Sall, Jeffrey W. MD, PhD; Leong, Jason
From the Department of Anesthesia and Perioperative Care, University of California, San Francisco, California.
Accepted for publication February 20, 2013
Published ahead of print April 30, 2013
Funding: This study was funded by National Institutes of Health grant GM086511.
The authors declare no conflicts of interest.
Reprints will not be available from the authors.
Address correspondence to Jeffrey W. Sall, MD, PhD, Department of Anesthesia and Perioperative Care, University of California, San Francisco, S255, Box 0542, 513 Parnassus Ave., San Francisco, CA 94143-0542. Address e-mail to email@example.com.
Propofol is highly lipophilic and is supplied for clinical use in a lipid emulsion to facilitate its delivery in aqueous solutions. Lipophilic drugs interact with certain plastics. Previous studies of propofol demonstrated <10% loss of the drug when stored in polyvinyl chloride (PVC)-based plastics for 24 hours and little or no loss when stored in polypropylene-based plastics or glass.1–3 In the clinical setting, most storage occurs in containers manufactured from glass or polypropylene. However, many laboratory-based studies are performed using polystyrene plastics for cell and tissue culture.

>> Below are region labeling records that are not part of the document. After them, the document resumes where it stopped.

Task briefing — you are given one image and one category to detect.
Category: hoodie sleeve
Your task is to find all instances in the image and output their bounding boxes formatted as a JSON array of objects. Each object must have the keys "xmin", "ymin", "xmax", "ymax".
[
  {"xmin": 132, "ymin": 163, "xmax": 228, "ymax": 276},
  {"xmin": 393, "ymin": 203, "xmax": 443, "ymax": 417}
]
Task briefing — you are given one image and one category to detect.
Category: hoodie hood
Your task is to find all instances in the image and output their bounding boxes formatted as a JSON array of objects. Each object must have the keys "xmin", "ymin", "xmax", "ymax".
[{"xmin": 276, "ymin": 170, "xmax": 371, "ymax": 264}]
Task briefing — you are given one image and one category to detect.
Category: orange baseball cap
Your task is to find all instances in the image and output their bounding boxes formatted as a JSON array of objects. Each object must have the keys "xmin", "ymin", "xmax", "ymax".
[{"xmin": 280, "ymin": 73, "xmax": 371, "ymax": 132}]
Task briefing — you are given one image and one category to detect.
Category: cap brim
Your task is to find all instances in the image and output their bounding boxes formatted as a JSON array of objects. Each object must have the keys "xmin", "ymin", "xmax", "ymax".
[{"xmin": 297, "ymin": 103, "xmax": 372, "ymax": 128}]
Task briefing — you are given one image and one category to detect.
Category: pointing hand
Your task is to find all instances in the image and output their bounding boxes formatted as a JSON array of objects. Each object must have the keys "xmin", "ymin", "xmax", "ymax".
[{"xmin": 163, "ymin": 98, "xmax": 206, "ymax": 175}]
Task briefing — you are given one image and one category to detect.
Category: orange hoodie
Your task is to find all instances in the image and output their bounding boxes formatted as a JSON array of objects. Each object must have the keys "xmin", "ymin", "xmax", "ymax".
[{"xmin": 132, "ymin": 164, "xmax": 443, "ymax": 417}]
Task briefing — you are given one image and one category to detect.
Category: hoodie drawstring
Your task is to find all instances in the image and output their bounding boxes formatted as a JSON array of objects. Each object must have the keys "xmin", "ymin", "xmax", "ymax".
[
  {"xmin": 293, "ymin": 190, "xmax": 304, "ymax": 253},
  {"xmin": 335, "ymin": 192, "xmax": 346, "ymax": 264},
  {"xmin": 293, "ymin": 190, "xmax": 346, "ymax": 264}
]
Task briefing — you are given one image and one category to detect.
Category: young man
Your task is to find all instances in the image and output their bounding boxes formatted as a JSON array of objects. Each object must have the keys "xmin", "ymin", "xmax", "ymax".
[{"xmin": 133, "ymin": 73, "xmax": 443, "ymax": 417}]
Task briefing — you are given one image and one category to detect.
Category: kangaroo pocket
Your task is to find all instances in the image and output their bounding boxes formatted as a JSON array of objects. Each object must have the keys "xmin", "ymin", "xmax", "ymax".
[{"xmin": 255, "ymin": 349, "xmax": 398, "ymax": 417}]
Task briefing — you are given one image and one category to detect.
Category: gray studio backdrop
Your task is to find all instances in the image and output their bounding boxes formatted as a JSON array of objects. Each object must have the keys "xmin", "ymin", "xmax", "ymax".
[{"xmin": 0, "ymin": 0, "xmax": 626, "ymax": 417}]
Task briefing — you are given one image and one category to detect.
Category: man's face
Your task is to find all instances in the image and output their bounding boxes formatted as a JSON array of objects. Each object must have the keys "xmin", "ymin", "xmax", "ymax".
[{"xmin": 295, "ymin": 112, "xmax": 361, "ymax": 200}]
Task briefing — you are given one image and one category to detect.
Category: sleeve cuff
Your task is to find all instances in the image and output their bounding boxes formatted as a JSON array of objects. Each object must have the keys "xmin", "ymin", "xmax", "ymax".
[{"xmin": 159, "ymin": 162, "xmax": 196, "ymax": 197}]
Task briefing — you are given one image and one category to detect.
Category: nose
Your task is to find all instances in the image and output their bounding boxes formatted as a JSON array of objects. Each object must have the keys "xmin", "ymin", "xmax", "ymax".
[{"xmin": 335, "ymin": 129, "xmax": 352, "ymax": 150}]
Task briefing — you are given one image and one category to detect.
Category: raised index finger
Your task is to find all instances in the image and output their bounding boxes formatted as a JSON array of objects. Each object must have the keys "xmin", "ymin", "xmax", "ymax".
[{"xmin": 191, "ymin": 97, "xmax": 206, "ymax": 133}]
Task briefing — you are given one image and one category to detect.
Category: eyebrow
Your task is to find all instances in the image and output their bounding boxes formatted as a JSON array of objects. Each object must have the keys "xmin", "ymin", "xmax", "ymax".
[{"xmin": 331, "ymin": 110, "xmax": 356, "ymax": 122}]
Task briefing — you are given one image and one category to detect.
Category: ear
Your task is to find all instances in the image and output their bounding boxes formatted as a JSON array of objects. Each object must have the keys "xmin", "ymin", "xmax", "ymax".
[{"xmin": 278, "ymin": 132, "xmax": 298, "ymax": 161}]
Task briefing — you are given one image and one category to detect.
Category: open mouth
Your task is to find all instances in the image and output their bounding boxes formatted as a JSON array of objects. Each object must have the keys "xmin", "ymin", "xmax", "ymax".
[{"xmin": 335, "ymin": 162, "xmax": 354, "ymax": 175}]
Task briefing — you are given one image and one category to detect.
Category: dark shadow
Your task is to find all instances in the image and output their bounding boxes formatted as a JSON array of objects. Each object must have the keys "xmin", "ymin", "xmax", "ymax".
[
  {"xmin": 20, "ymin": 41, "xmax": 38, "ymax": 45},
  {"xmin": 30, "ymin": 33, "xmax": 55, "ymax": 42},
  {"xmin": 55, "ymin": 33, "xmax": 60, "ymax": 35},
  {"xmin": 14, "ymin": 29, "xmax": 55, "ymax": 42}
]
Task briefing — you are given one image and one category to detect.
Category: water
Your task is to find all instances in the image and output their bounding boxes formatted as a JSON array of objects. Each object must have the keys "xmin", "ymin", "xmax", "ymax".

There are little published data on the potential binding of propofol to polystyrene. We therefore conducted a study to assess the stability of propofol diluted in cell culture medium and exposed to 96-well polystyrene laboratory dishes, and conical tubes for up to 24 hours. To measure propofol concentrations, we extracted medium with hexane and measured the absorbance at 273 nm spectrophotometrically.
Each day that data were collected a new 10 mM propofol stock solution was made by diluting pure propofol in dimethyl sulfoxide (DMSO) to facilitate further dilution into cell culture medium. Propofol was also directly diluted in pure hexane and stored in glass or PVC tubes for analysis of absorbance and preparation of a standard curve. Freshly diluted propofol was used to prepare a new standard curve each day an analysis was performed.
Pure propofol was purchased from Aldrich Chemical Company (Milwaukee, WI) and stored in a darkened glass bottle at room temperature. DMSO was purchased from the University of California, San Francisco cell culture facility. Hexanes were manufactured by Acros Organics (distributed by VWR, Morris Plains, NJ). Cell culture medium (proliferation medium) has been described by Sall et al.4 Falcon 96-well polystyrene U-bottom tissue culture plates were manufactured by Becton-Dickinson, Franklin Lakes, NJ. All other plastics (microfuge tubes and pipette tips) were polypropylene-based and procured from VWR.
The propofol concentration assay was performed by measuring absorbance at 273 nm using a Smart Spec 3000 spectrophotometer and quartz cuvettes (BioRad, Hercules, CA). Data were collected by printing directly from the spectrophotometer or by export to a MacBook Pro computer (Apple, Cupertino, CA) using a keyspan serial to USB device (Keyspan usA product #usA-19QW, Tripp Lite, Chicago, IL). Preliminary experiments were performed comparing the absorbance pattern of propofol in double distilled water, phosphate buffered saline, and hexane. The absorbance pattern of DMSO in hexane was also measured. On each day that data were collected, a standard curve was run by diluting propofol in hexane over a wide range of concentrations in duplicate or triplicate at each point. A linear regression was performed, and unknowns were determined based on the result.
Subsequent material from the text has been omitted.